Answering the Eternal Questions — With Chocolate
By Kate Rix
For centuries people have paraded their wealth or status before one another, with jewelry or clothing or large houses. It’s the eternal human catwalk: Strut your stuff — literally.
We humans invest so much into our belongings, whether created by us or acquired, because they reflect our inner sense of self, says Rosemary Joyce, who chairs Berkeley’s Anthropology Department. Joyce is particularly interested in ceramics, and focuses on the pots of the Ulua River Valley in northern Honduras, a region largely ignored by scholars until Joyce and her colleagues did their first site survey in the 1970s. These uniquely crafted clay pieces were used in offerings, for cooking, eating, drinking, and even to impress visitors. They are more than functional and beautiful, Joyce says. They’re a window into the way the Mesoamerican culture saw itself and wanted to be seen by others.
“We had pieces of a cylinder in the lab and I tried to reconstruct it,” Joyce recalls of her first undergraduate summer in Honduras 30 years ago. “The picture on it was of a person holding a staff and walking. It was very vivid. He was clearly striding and wearing an enormous white turban, jade beads, and jaguar skin on parts of his costume.”
Cradling that 8th century black cylinder in her hands may have been the moment when the young Cornell University undergraduate decided to study Central America. What better place to ask questions of materialism and identity than a frontier between two well-studied cultures, where conventions are not clear and may not exist at all?
“In pre-industrial societies we used talk about materialism in terms of something like totemism,” Joyce said on a chilly morning outside at the Free Speech Café. “You had things with certain shapes, colors and designs and other people in the community knew how you fit in. But how does that work when you live in an ambiguous place?”
Joyce sensed that in a fertile valley of eight hundred square miles, questions of materialism and identity would involve two things, among others: cacao and ceramics.
On the fringes of the Mayan empire, the Ulua Valley was considered backward and slow in the 1970s, Joyce recalls, yet the place offered an intriguing contradiction: In this valley of 500 farms and towns, there were no clear signs of hierarchy.
“Every farmer in 700 AD had beautiful pots for everyday meals and beautiful figurines used in household level religious practices,” Joyce says. “In this ‘backward’ place everybody had a fairly rich household life.”
With beautiful ceramics and abundant cacao, the area was poised for cultural exchange and trade, Joyce says. And trade they did, though not necessarily in ways social scientists had been trained to notice. While archaeologists knew that household goods were valuable for studying culture, other social scientists at the time felt domestic artifacts weren’t worth studying unless they dated from after the industrial revolution. Joyce recalls realizing that the conventional wisdom might need to be revised.
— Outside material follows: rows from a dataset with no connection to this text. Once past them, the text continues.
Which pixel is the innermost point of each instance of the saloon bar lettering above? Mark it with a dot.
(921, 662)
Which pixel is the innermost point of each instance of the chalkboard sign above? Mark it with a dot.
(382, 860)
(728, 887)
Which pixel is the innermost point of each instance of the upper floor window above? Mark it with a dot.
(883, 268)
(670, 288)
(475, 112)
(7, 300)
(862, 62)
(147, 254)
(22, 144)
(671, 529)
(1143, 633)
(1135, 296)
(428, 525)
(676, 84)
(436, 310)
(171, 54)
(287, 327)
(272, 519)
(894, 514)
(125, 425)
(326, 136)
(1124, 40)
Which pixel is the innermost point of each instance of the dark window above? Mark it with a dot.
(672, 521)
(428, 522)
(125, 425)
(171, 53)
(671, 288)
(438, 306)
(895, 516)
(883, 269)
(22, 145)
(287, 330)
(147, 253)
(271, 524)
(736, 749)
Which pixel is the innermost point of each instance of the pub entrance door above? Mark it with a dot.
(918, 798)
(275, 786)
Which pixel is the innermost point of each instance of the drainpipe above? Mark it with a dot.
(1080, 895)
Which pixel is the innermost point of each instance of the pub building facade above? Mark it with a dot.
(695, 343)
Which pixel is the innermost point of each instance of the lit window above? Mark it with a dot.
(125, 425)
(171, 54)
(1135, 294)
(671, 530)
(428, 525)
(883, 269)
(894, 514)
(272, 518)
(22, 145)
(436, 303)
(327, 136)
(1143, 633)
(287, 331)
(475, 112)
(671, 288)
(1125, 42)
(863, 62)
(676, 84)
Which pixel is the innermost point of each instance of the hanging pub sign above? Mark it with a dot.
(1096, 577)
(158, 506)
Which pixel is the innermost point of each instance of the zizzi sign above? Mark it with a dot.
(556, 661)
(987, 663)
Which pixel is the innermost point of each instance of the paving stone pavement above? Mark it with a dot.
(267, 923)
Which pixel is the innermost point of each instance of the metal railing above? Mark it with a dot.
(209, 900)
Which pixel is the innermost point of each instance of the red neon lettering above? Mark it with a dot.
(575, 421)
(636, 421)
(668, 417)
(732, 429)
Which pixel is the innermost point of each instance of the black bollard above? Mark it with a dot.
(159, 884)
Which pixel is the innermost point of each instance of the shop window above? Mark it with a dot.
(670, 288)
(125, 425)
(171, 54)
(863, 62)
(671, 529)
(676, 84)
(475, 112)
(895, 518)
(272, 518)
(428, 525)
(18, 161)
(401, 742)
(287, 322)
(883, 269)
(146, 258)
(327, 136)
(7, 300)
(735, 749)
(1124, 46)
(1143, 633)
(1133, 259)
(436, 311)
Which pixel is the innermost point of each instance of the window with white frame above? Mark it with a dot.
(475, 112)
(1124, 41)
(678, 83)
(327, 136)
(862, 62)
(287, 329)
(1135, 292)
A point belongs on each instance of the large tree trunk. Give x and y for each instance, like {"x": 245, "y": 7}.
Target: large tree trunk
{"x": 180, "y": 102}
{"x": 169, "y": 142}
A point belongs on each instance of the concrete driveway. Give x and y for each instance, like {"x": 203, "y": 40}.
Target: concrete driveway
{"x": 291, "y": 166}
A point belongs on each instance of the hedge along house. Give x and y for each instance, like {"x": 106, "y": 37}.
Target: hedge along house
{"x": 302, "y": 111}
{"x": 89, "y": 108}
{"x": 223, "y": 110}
“It was an inaccurate historical narrative and it certainly didn’t work in Honduras,” she says. While colleagues studying the same time period focused on the ruling classes, Joyce was discovering the treasure of objects used every day by ordinary people. This was a society that had managed to resist the forms of inequality that had made Mayan royal residences far richer in material objects than Mayan peasant households.
With the help of doctoral students, who have contributed to study of the Ulua Valley kiln systems and village designs, Joyce came to see that the valley’s culture was organized into “houses” that shared ethnic or craft identities. The beautiful pots people made in many households were a form of social currency. Rituals knit the house-based culture together — and at the center of many of their ritual ceremonies was another precious local resource: cacao pods.
Using special pots, Ulua residents made frothy fermented drinks like the ones the Aztecs called “green cacao.” Together, the pottery and the cacao formed a decentralized way for many in the valley to trade with outsiders. In many households Joyce and her colleagues have found objects clearly obtained through trade such as sculptures made from Guatemalan jade. What would have been traded in return? Cacao. When visitors arrived, out came the cacao drinks.
“We have a neck fragment with elaborate carvings, red paint, a bulbous body and long neck,” Joyce says. During a big party, the revelers would toss their empty bottles into a pit, smashing them to pieces. “It was a sign of wealth to break the bottles into the feast trash. It was like saying, ‘we can make another one tomorrow.’”
With so many skilled pottery makers and abundant cacao, the Ulua Valley sustained a culture of strong peasantry for some 2000 years. This summer, Joyce heads back to Honduras to look at a much later period: colonial archaeology after 1500 AD. Collaborating with post-doctoral students on a book about the Ulua Valley, Joyce has another book coming out this spring, Ancient Bodies, Ancient Lives: Sex, Gender, and Archeology (Thames and Hudson).